Hillary
Clinton’s inane remarks about the shooting of Patrick Dorismond
were on a par with the rest of her inane campaign. Day after
day she inflicts on us her dreary Sunday-school sermons
full of vacuous pieties, and laced with a malice born of
inordinate ambition. The Mayor’s actions, she warned, "have
aggravated tensions in the city and have helped drive a
wedge between the police and the communities they serve."
Well, no, Mrs. Clinton herself had a lot to do with that.
Her dishonesty and opportunism is breathtaking even by Clintonian
standards. In January she asserted that Amadou Diallo had
been "murdered." She was forced to beat a hasty retreat.
Then she denounced the New York Police Dept. for being insufficiently
diverse. Her loathsome husband chimed in with his claim
that Diallo would still be alive today if he had been white.
In the meantime, Loretta Lynch, the U.S. Attorney in Brooklyn,
is busy investigating the NYPD for possible civil rights
abuses. Expect a string of indictments between now and the
election.
"I
reject, with all my heart, the notion that falling crime
rates demand rising mistrust between communities and police,"

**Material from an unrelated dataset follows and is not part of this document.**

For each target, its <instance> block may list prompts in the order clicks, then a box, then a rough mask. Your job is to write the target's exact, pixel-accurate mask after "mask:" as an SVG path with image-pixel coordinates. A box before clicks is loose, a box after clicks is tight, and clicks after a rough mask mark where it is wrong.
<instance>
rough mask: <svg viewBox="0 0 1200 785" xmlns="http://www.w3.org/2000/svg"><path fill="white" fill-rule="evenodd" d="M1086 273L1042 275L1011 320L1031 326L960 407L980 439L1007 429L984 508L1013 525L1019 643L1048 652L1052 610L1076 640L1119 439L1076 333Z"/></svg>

Mrs. Clinton wailed at Riverside Church the other day. "I
reject the false choice between effective policing and mutual
respect... It is a false choice to say we cannot cut crime
and have better community relations. It is a false choice
to say that we cannot have safer streets and greater trust
and confidence in the police." It is outrageous that the
First Lady gets away with this kind of lying. Her attacks
on Giuliani are idiotic. There is nothing she can do as
senator about policing in New York. But there is something
she could do about America’s exploding prison population.
The Clinton administration could have done something but
did not. Federal sentencing guidelines mandate minimum sentences
for many offenses. Many drug offenses, including possession,
carry mandatory terms. What does Hillary think about that?

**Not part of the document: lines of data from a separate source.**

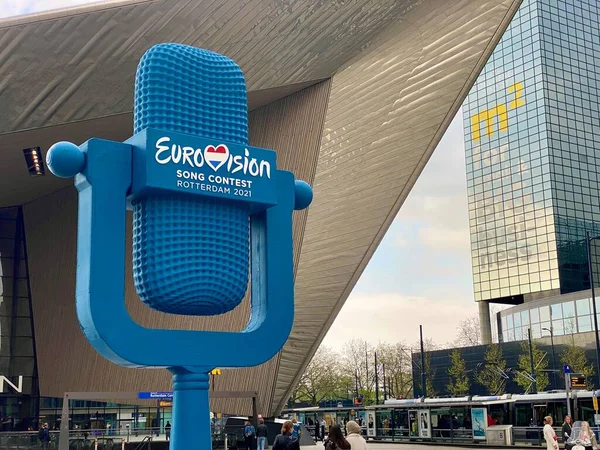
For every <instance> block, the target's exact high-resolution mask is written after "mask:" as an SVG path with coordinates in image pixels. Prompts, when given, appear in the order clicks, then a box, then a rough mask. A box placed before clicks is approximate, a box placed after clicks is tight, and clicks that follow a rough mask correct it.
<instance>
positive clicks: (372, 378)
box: [341, 339, 375, 405]
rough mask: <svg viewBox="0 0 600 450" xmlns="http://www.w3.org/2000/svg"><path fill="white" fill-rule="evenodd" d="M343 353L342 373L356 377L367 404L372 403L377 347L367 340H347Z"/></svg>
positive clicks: (373, 386)
mask: <svg viewBox="0 0 600 450" xmlns="http://www.w3.org/2000/svg"><path fill="white" fill-rule="evenodd" d="M342 354H343V356H342V358H341V362H342V363H341V371H342V373H343V374H344V375H346V376H349V377H352V378H353V379H354V384H355V388H356V386H358V393H359V395H362V396H363V398H364V402H365V405H370V404H371V403H373V402H374V399H375V395H374V391H373V388H374V386H375V368H374V365H375V349H374V348H373V346H372V345H370V344H369V343H368V342H367V341H365V340H362V339H352V340H350V341H348V342H346V344H345V345H344V348H343V350H342Z"/></svg>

Juveniles are tried as adults. Does she think that is right?
California’s "three strikes" law, whereby a third felony
conviction gets you a mandatory 25-year prison term, has
been widely imitated. Should New York adopt it? America’s
mad rush to shovel more and more people into prison long
preceded Giuliani. Since 1970 the number of people imprisoned
in the United States has quadrupled; it has trebled over
the last two decades and has continued at a steady clip
during the Clinton era. Today, the U.S. imprisons more people
than any other country in the world save perhaps Russia.

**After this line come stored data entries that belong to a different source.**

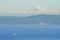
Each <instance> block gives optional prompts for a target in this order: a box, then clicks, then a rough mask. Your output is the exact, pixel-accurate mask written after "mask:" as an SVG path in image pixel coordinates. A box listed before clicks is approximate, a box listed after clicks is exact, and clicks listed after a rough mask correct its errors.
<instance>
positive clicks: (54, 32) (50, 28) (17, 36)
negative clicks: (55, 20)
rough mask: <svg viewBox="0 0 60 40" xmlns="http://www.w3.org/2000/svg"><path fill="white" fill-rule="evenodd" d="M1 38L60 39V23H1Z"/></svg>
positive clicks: (0, 28)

The United States has 5 percent of the world’s population
and 25 percent of its prisoners.
The
Bill Bennetts of this world rejoice. A large prison population,
they claim, is a small price to pay for safe streets. However,
it is not murderers and rapists who are filling up the cells.
Most of the new inmates are nonviolent offenders. Of America’s
2-million prison population, about 1.2 million (60 percent)
comprise nonviolent offenders. Incidentally, one could easily
eliminate all crime by locking up, say, a quarter of the
population. At what point would Bennett admit that the policy
had failed? When the prison population reaches four million?
Five million? Ten?
As
for Hillary, not only is she dishonest, she even gets her
facts wrong about New York. Compared to other states, New
York’s record is pretty good: the crime rate here fell despite
one of the slowest growing prison populations in the country.
Between 1992 and 1997, the number of people behind bars
in New York went up from 61,736 to 70,026. Violent crime,
on the other hand, went down by 38.6 percent and the murder
rate by 54.5 percent. During the same time, California’s
prison population grew by 30 percent while its violent crime
rate went down a mere 23 percent, and the murder rate by
28 percent.
America’s
prison population is not likely to go down anytime soon.
Prisons today are big business. There is a financial incentive
to incarcerate ever greater numbers of offenders–too many
people would stand to lose too much money if the prison
gates swung open. Prisons provide employment to a vast correctional
staff. In times of recession, when prison population tends
to expand even faster than usual, they will soak up the
unemployed. Plus, prisoners need to be fed, clothed, provided
with plumbing and telephone services. Inmate telephone calls
are estimated to generate more than $1 billion a year. A
lot of companies’ livelihoods depend on the prison system.
A 1998 article in The Atlantic described something
called a Corrections Yellow Pages that lists more than a
thousand vendors. Among the items on sale were a "violent
prisoner chair," made of belts and shackles attached to
a metal frame, with special accessories for juveniles. There
was also BOSS–a "body-orifice security scanner." Meanwhile
corporations are busy constructing private prisons, which
can be built faster than state prisons and are cheaper to
operate. Private prisons generally use nonunion labor. Corrections
staffs earn less than they would in the state sector, and
receive fewer benefits and no pension.